The results validated the investment. Daily active AI users achieved a 16% higher PR merge rate than non-users. Over the first year, this translated to 150,000 developer hours saved with a 65% adoption rate across nearly all engineers. Later optimizations pushed that improvement to 31% total.
“Without DX’s data, we wouldn’t be able to confidently talk about the ROI,” Kraan noted. Zane Wright, Senior Product Manager, added that “DX has helped us drive decisions like which vendors we select.”
The framework didn’t just measure productivity—it enabled business decisions. Booking.com now uses Core 4 metrics to evaluate competing AI vendors, structure enablement programs, and justify continued investment with concrete evidence.
Why DORA, SPACE, and DevEx Weren’t Enough
The productivity measurement wars created a gap. DORA metrics excel at CI/CD pipeline optimization but ignore developer experience. SPACE framework offers comprehensive coverage but requires heavy customization. DevEx addresses developer satisfaction but lacks output metrics.
When executives asked DX CEO Abi Noda “what exactly should we measure?”, he kept answering “it depends.” That ambiguity doesn’t work when CFOs are evaluating million-dollar AI tool contracts.
DX Core 4 synthesizes the best parts of each predecessor: DORA’s prescriptive metrics, SPACE’s multidimensional thinking, and DevEx’s developer-experience focus. The result deploys “in weeks, not months,” leveraging readily-available system metrics from Git and CI/CD pipelines combined with standardized 14-item DXI surveys.
What 16% Means as the New Baseline
Booking.com’s results establish 16% as the reference point for AI tool ROI. Companies can now compare their results against this benchmark instead of relying on anecdotal “35% faster” claims.
The framework is already shifting vendor dynamics. Booking.com used Core 4 to decide between competing AI assistant vendors, creating measurable performance criteria. That competitive pressure forces tool providers to prove value instead of marketing promises.
The next frontier is code quality. Booking.com is investigating correlations between AI-generated code and vulnerability rates. The question is evolving from “does it work?” to “how safe is it?” That shift matters—productivity gains mean nothing if they introduce technical debt.
How to Replicate Booking.com’s Approach
Start with the 14-item DXI survey to establish a baseline (2-4 weeks). Add system metrics by pulling data from existing Git repositories and CI/CD pipelines. Track AI coding assistant usage metadata to identify daily active users versus occasional tryers. Compare cohorts (AI users vs. non-users) to measure impact.
Critical safeguards matter. Never use these metrics for individual performance reviews—they’re designed for team insights only.
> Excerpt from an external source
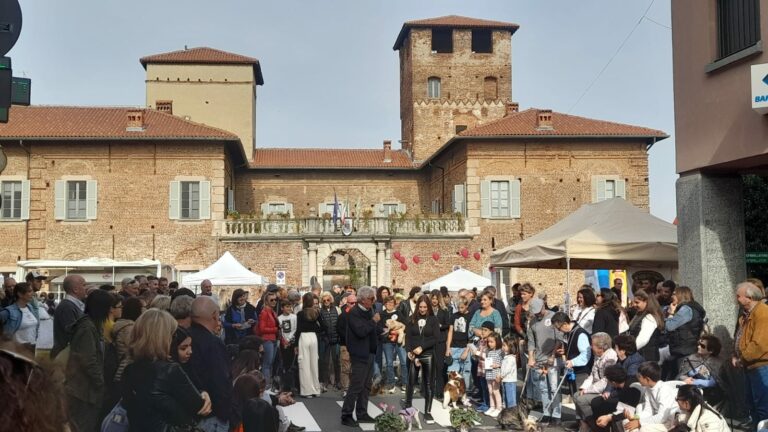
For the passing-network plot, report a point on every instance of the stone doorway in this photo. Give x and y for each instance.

Don’t set targets or rewards tied to throughput metrics. Transparent communication is essential: these metrics exist to identify friction points and improve developer experience.
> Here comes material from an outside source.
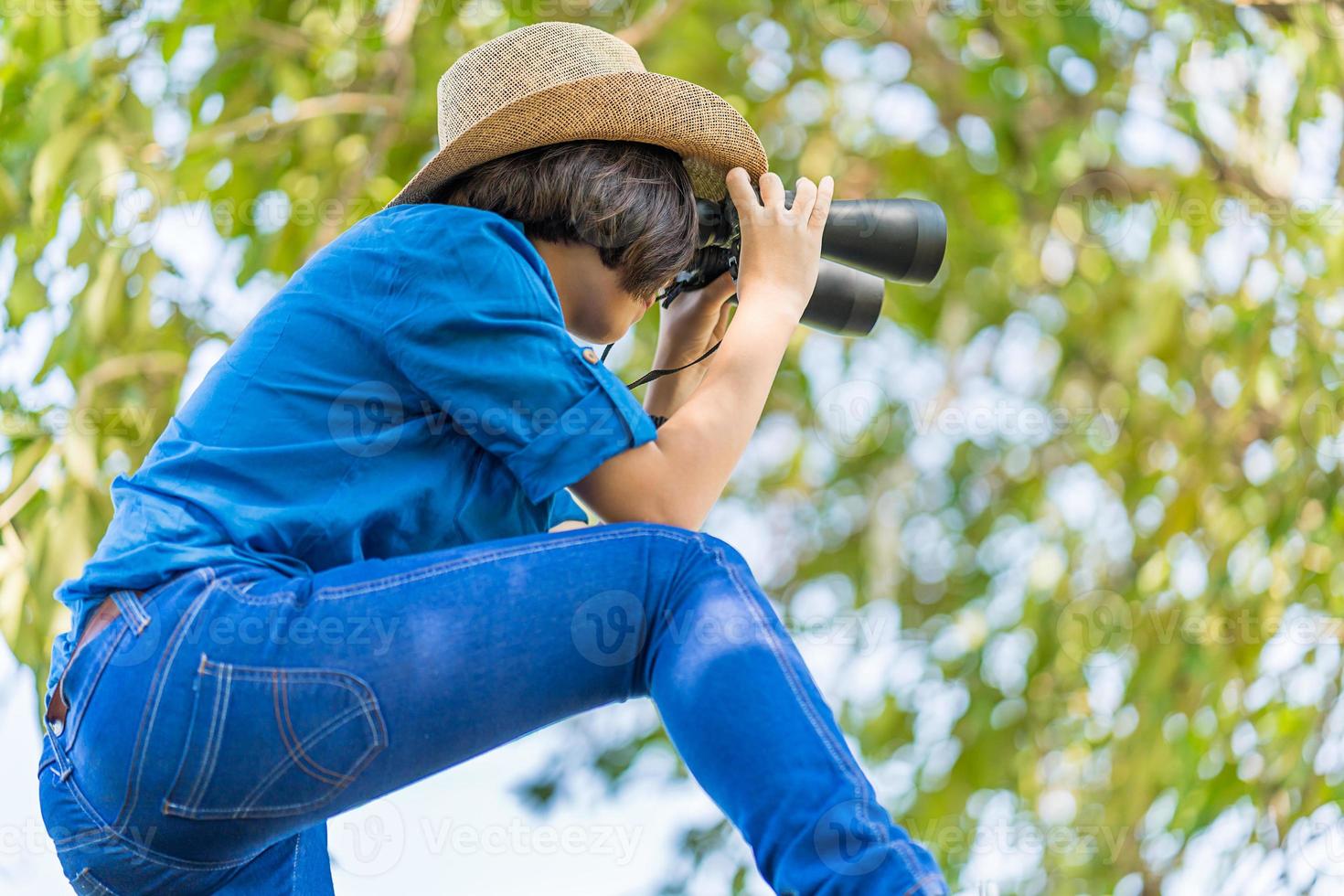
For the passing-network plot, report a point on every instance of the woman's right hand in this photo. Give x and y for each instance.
(781, 248)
Expect meaningful trends within 3-6 months, though initial insights emerge after 1-2 months of data collection.
The Framework That Finally Proved AI Works
DX Core 4 unifies DORA, SPACE, and DevEx into four balanced dimensions: speed, effectiveness, quality, and impact. Booking.com deployed it across 3,500 engineers and proved a 16% productivity boost with 150,000 hours saved in year one—the first enterprise case study to definitively measure AI tool ROI at scale.
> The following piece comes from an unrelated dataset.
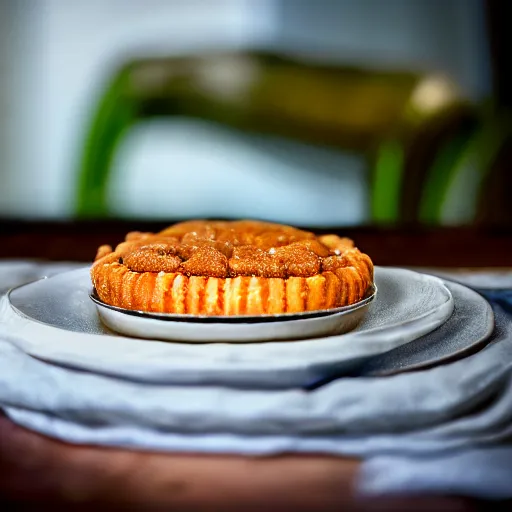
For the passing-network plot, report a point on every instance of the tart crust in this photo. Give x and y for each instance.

The methodology is replicable. Start with DXI surveys, add system metrics, track daily usage, and compare cohorts. The framework prevents gaming through oppositional metrics that balance output with experience.
Sixteen percent is now the baseline. Every AI tool vendor, engineering leader, and developer can reference Booking.com’s results when evaluating whether AI assistants justify their cost. The answer, backed by data instead of feelings, is yes—when measured correctly.